Additionally, 79,061 people have been wounded since the start of the war.
Good morning Middle East Eye readers,
Here are the latest updates:
- Israeli strikes on a residential building in Nuseirat killed 14 people.
- Around 20 percent of Gaza's population has been displaced in the past week due to intensified Israeli operations, the UN says
- Israel says the UN employee killed in Rafah was killed in an "active combat zone"
- A CNN report said the US believes Israel has enough troops next to Rafah to launch a full ground operation soon, but senior US officials are unsure if it has made the decision to carry it out
Good evening, Middle East Eye readers.
Our live coverage of Israel's assault on Gaza will shortly be closing for the evening.
Here are the day's key developments:
- Nearly 360,000 Palestinians have fled Rafah: Unrwa
- Israeli interlligence service Shin Bet chief says agency 'could have prevented' 7 October attack
- Aid thrown off trucks at Kerem Shalom crossing
- Hamas says it lost contact with fighters guarding four captives following Israeli attack
- A US army officer has publicly resigned from the Department of Defence in protest against the Biden administration’s support for Israel’s war on Gaza
- ‘We need to end the indiscriminate killing of children’ in Gaza: Unicef
- UN chief condemns Israeli killing of Palestinian staff member in Rafah
Palestinian news agency Wafa says that 14 Palestinians were killed after the Isralei army conducted an air strike on a house in Nuseirat refugee camp.
Wafa reports, Gaza medical sources, that casualties from the strike include dead children and “dozens” of other wounded.

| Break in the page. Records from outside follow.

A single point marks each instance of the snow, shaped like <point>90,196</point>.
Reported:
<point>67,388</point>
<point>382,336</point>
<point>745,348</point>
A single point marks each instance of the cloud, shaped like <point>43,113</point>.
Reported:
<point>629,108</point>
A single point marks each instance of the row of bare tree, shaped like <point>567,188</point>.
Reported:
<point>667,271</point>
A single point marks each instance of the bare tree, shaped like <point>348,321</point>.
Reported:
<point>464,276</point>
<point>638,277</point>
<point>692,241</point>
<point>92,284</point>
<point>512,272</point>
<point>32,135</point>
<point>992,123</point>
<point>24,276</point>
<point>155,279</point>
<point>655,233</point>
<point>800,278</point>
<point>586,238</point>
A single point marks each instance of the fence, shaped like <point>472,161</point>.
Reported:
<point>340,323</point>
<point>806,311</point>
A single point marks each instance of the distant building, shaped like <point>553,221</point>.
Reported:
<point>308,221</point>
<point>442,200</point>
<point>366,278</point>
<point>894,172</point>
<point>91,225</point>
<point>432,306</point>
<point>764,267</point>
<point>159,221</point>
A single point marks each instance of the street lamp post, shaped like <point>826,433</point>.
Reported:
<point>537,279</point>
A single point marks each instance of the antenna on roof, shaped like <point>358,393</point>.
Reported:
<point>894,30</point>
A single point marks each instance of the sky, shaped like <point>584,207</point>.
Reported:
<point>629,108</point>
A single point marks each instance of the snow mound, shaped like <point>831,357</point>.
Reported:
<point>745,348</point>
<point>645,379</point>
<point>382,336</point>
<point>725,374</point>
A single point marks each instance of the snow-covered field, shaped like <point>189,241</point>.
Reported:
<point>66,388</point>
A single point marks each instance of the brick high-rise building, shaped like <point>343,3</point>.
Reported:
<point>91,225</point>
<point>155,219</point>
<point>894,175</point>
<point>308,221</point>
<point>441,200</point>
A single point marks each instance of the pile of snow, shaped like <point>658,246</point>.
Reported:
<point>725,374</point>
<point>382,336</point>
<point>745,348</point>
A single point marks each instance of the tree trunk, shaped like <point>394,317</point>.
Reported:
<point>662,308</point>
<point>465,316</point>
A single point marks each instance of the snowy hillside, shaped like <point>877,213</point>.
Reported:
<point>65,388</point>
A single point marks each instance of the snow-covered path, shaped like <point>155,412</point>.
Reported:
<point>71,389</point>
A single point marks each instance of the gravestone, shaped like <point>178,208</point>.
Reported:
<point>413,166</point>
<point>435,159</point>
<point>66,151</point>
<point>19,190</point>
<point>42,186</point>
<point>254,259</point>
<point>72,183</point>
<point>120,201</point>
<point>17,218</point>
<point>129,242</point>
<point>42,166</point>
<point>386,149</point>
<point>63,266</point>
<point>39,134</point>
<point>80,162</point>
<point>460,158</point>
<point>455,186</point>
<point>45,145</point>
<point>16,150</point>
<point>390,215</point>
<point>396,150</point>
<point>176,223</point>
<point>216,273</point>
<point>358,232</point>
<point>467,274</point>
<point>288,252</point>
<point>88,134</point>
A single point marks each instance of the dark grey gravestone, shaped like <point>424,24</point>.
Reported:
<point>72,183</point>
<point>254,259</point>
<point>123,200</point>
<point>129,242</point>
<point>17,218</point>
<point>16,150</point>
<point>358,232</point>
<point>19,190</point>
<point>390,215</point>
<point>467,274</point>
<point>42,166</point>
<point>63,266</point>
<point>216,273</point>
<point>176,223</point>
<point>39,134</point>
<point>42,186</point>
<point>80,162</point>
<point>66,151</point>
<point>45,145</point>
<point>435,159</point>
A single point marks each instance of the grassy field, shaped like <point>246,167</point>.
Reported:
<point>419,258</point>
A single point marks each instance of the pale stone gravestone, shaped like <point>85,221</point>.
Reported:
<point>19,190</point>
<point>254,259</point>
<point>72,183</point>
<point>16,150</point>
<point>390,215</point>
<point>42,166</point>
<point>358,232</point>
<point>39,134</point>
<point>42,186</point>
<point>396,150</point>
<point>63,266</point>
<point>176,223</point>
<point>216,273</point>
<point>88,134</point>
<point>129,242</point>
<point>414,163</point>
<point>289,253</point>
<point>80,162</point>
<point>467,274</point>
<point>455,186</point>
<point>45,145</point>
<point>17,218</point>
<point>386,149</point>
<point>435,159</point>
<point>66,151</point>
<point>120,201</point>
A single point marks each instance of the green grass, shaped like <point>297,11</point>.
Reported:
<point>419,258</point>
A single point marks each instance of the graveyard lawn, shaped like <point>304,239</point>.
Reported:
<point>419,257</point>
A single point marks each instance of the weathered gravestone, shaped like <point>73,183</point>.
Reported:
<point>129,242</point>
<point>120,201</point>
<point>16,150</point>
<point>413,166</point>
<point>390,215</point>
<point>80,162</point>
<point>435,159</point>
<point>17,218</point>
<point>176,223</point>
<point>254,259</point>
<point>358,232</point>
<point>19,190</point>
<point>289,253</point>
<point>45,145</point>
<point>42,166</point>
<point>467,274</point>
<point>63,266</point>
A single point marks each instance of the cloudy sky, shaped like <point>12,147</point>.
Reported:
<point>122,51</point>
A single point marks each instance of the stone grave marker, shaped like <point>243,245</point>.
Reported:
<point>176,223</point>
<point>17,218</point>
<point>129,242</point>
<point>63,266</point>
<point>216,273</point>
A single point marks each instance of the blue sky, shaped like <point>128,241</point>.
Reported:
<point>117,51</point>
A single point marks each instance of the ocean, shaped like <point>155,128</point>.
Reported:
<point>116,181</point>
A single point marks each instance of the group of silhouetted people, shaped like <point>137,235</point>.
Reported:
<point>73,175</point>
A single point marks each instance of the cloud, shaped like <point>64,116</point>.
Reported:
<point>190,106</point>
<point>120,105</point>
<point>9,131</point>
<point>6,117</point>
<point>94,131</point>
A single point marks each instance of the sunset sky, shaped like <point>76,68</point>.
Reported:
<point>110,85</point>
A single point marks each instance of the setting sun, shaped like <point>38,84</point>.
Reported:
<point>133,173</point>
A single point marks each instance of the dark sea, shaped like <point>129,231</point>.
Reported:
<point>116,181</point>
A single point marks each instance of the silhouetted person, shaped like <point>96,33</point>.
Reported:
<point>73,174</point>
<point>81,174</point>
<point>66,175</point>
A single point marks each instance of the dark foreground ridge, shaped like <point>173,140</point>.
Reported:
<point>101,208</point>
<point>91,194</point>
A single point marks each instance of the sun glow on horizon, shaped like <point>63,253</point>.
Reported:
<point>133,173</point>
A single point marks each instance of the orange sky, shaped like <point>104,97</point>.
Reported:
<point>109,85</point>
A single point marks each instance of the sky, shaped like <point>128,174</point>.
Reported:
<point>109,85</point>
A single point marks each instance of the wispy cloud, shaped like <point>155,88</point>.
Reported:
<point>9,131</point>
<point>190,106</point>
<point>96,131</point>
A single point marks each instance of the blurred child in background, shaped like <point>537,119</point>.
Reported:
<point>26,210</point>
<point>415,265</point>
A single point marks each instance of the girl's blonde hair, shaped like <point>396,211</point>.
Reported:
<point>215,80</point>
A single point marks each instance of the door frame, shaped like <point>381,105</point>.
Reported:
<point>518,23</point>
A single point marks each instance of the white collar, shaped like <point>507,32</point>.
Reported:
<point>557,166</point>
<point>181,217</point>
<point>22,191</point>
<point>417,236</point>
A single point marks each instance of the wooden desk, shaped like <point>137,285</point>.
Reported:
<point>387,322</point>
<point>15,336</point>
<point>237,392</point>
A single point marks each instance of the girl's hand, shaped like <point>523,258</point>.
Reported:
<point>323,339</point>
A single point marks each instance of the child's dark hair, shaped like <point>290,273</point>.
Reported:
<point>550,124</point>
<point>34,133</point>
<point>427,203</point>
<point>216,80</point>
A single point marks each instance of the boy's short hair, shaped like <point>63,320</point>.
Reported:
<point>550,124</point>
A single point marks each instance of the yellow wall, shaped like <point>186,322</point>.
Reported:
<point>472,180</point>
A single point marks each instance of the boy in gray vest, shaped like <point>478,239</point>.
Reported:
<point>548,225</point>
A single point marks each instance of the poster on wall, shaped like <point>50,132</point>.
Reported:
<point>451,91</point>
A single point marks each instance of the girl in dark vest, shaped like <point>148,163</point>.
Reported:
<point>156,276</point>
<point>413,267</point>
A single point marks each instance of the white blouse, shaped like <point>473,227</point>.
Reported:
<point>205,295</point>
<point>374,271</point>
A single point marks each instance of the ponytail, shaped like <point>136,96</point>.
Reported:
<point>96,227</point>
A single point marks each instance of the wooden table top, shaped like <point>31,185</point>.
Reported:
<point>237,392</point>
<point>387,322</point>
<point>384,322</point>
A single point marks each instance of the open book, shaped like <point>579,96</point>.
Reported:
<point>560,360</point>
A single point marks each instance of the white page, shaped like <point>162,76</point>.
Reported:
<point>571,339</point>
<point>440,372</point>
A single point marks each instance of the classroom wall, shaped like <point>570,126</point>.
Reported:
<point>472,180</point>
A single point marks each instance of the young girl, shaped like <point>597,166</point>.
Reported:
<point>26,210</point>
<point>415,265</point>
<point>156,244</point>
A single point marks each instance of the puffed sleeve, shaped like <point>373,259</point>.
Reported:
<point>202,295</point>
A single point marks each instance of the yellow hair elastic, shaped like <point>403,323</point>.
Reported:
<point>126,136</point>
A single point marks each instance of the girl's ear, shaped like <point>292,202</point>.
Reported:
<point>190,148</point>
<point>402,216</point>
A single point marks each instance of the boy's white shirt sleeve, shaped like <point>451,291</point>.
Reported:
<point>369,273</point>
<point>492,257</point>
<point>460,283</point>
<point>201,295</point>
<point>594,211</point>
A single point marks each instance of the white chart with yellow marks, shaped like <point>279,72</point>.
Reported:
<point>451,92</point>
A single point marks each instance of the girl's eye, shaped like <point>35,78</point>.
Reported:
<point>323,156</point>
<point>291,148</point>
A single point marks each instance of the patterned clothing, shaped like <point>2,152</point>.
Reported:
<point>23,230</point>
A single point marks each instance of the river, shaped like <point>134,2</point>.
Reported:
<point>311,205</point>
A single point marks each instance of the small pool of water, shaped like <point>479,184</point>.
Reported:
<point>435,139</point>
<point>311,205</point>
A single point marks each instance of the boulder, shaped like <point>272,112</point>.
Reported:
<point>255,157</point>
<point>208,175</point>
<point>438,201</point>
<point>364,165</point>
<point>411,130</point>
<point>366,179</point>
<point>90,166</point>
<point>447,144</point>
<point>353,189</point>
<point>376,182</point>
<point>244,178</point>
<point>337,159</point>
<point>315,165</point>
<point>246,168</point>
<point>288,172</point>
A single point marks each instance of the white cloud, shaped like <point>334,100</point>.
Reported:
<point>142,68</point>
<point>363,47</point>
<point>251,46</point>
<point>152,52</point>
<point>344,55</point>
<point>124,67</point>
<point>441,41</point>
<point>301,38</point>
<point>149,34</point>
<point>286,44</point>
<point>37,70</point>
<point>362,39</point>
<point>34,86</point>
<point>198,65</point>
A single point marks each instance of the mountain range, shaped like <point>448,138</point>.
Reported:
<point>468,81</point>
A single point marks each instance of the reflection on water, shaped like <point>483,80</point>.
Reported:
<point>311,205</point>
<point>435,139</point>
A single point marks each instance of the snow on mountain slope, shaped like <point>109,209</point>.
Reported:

The air strike hit a three-story house in the southern part of the camp.
Israeli settlers launched several attacks on humanitarian aid convoys travelling to the Gaza Strip from Jordan through the occupied West Bank, setting trucks on fire.
Earlier on Monday, an Israeli mob on the border with Gaza destroyed humanitarian aid destined for the besieged Gaza Strip.
US national security advisor Jake Sullivan in his daily press briefing addressed the widespread looting of aid convoys en route to Gaza on Monday.
“It is a total outrage that there are people who are attacking and looting these convoys coming from Jordan going to Gaza to deliver humanitarian assistance,” said Sullivan.
Students at Queen Mary University and King’s College London launched surprise encampments on Monday for Gaza as the number of encampments continues to grow.
Early in the afternoon, activists from both campuses set up tents and launched their encampments in support of Palestinians in Gaza.
The encampments come after UK Prime Minister Rishi Sunak summoned university leaders to Downing Street to discuss the encampments and concerns around growing anti-Semitism.
During the meeting, Sunak was flanked by UK Education Secretary Gillian Keegan and Jewish leaders from the Union of Jewish Students and the University Jewish Chaplaincy.Earlier this year, MEE revealed that the UJC was hiring chaplains and said it was an essential requirement that they be “pro-active advocates for Israel.”